We are not sure how this happened. There are two theories we've come up with. One, Anna had called him a few days ago and he missed the call but they wound up hanging out anyway and so he never noticed he missed the call until today. Or two, he's a clever clever man, who saw right through the cold shoulder plan and pretended he was calling her back in hopes of driving an already tetering pyche over the edge. We may never know the truth behind this anti-Christmas miracle.

I guess all Anna can do is go on ignoring him until they're married or no longer dating.

Wednesday, December 17, 2008


After four years of living in my apartment here in Brooklyn I'm moving out and moving on. Exactly where I'm moving onto has yet to be determined which is a shame because my stuff will be gone on December 20th and I'll hand in my keys December 31st. My boyfriend Jack has repeatedly asked me to move in with him. He figures we've been dating for almost 10 years perhaps it's time we co-habitate. I can't do that though. I need to be married first before I live with a guy with whom I'm romantically involved. So of course my loving, and fearless of commitment boyfriend suggested we get married.
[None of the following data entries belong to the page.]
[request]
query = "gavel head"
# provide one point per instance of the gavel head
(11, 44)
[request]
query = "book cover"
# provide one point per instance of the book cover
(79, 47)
Which would be fine, except I've already promised my friend James that I'd marry him. That wedding is set to take place sometime in 2016. Which my boyfriend Jack knows about and has supported. My boyfriend believes in helping friends in their time of need and James is need of knowing he won't die alone. Though James and I have discussed moving up the wedding date no actual actions have been made to make that a reality.

Basically, I need to find an apartment because I can't move in with my boyfriend Jack until I'm married to James. Once married I will no longer be a harlot living in sin. Some suggest I'll be a harlot for carrying on with someone who is not my husband, but James and are not vowing monogamy, hell we're not even vowing to sleep with one another.

In closing let me know if you know someone who needs a roommate where sex and romance are off the table because I clearly have a full plate in that regard. (I love mixing kitchen metaphors)

Monday, December 01, 2008

The Breath of Love

My best friend Anna and I were hanging out the other day and like always I was given an earful of wisdom I can't find anywhere else. Here is how she sees it.

You know, Rachael, I figured it out finally. You know how you and I for years have believed that friendships are more significant than romantic relationships? I never understood how anyone could see it differently. But finally I get it. A person can be a friend with someone with bad breath, but you can't date someone with bad breath. I mean, there they are lying next you in bed their mouth agape. Rhythmically air gets blown into your face (warm, humid, sticky air) as you're trying to sleep. That's bad enough but now think if that air is filled with the stench of digested onions. Let's face it dating is smelly endeavor and either you luck into finding yourself an unscented individual or you've got to just be friends.

Do you see? Your friends are sleeping and breathing on you. They're not asking you to kiss their odiferous microbe filled mouth. And if you do have to have close corridors conversation, say at loud bar, you can give them gum. But gum doesn't cover morning breath and gum can't be chewed while sleeping, and gum can't be chewed while making out.

I think that's it. I think the true power of love is almost a super power. Love has the ability to turn halitosis and regular body odor in flowers and moonbeams, or even better no scent at all.